Top Atlantic Salmon Fishing Lures & Tips
If you want to go fishing with the aim of catching (and especially keeping) Atlantic salmon, you need to look for landlocked salmon in the US. As for the best ways to fish them, there are several techniques and setups that you can use for success.
The best time to fish landlocked Atlantic salmon is in the spring when they are feeding. They’re very aggressive and willing to snap at a fly or lure, plus they’re better for eating during this time too. Swinging flies is often the technique chosen to fish for salmon, allowing your fly to rise up and move with the current. Some of the flies that are preferred for fishing for landlocked salmon include streamers such as the grey ghost and the Magog smelt. Aim to imitate smelt, minnows, and fries to get the attention of your salmon.
A number of trout lures can work well for fishing salmon too. Spinners and flashy spoons are good options, as are lures that are designed to imitate minnows. You should look for landlocked salmon where the current is moving at about the speed of a swift walk. Another good place to try is the ends of slow pools upstream of faster water, where the salmon will wait to catch their prey as it goes upstream.
Live bait is often best to use when you’re fishing for Atlantic salmon. It can be more tempting to the fish and behave more like their real prey in the water. Artificial lures can be effective too, but live bait can help you to find more success on your trips.

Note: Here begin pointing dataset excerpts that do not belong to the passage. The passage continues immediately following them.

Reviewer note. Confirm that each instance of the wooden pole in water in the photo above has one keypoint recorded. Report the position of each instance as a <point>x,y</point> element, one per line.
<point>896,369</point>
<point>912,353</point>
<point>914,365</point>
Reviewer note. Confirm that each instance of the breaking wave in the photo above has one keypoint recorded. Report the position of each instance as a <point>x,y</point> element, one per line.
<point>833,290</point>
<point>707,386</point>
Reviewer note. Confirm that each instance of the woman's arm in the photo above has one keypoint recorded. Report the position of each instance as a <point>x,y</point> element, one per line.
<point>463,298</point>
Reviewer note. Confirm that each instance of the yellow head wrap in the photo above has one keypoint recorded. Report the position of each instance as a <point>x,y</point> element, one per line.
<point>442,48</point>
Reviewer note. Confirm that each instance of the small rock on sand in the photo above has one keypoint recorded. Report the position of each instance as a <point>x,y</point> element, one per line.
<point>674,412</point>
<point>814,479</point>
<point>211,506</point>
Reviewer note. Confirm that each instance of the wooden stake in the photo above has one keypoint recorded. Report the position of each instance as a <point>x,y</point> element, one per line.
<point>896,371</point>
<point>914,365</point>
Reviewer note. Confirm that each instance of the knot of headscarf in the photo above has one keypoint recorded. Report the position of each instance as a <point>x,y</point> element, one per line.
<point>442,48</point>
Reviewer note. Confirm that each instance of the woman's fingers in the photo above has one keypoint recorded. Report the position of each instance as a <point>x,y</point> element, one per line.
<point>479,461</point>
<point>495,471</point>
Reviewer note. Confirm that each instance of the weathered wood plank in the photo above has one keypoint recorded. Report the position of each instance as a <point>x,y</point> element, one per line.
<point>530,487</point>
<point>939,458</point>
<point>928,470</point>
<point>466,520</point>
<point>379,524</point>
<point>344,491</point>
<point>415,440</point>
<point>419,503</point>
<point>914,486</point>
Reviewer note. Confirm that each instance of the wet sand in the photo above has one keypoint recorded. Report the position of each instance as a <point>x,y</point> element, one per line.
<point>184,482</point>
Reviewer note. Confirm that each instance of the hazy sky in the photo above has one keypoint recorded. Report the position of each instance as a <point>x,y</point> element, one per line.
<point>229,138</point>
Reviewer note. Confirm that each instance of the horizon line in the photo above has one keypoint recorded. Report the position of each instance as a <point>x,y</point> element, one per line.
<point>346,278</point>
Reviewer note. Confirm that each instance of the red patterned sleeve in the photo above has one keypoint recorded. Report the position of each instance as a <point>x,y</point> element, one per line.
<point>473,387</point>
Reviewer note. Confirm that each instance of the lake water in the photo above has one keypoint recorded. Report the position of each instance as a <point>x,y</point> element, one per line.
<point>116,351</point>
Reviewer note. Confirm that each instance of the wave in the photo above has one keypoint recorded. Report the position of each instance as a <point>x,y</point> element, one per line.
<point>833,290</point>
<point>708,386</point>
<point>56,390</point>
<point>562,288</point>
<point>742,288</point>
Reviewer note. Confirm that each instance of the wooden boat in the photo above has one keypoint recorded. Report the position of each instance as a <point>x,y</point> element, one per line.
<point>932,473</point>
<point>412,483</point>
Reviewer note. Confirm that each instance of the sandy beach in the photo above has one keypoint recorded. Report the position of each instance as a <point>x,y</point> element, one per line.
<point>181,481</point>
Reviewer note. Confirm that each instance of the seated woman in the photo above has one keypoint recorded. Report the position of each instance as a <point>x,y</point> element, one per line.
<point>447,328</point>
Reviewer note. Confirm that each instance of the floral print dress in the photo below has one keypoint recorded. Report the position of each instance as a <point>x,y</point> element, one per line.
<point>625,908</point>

Can You Eat Atlantic Salmon?
As most people are no doubt aware, salmon is a pretty tasty fish. It’s a fatty fish that has plenty of flavor and is used around the world for everything from sushi to barbecue. While you can’t catch wild Atlantic salmon to cook up, you can fish for landlocked Atlantic salmon and turn it into a delicious meal. They’re not as fatty or rich as the anadromous Atlantic salmon, but they’re still tasty. One thing to keep in mind is that salmon stop eating before they spawn, which means they’ll be a lot slimmer. That’s why it makes more sense to fish for them in the spring, especially because that’s when they will be feeding and eager for a bite.
For an easy way to cook your landlocked Atlantic salmon, put them on the grill. Fillet your salmon, remove the skin, and put a layer of aluminum foil between your grill and the fish to prevent it from sticking. Cooking whole is also a great way to deal with your salmon. You can poach, bake or smoke it, and it will easily flake off the bones. Landlocked salmon may be smaller than true Atlantic salmon but you can still expect to make a good meal out of them.
Salmon is incredibly versatile, and you probably have a number of favorite salmon recipes already. You can do just about anything with it, whether you just want to add some simple seasoning and grill it or you want to try some Asian flavors.
Landlocked Atlantic salmon provide an opportunity to fish for Atlantic salmon in North America. If you want to fish for wild Atlantic salmon, you might have to consider going elsewhere, such as Russia or Norway.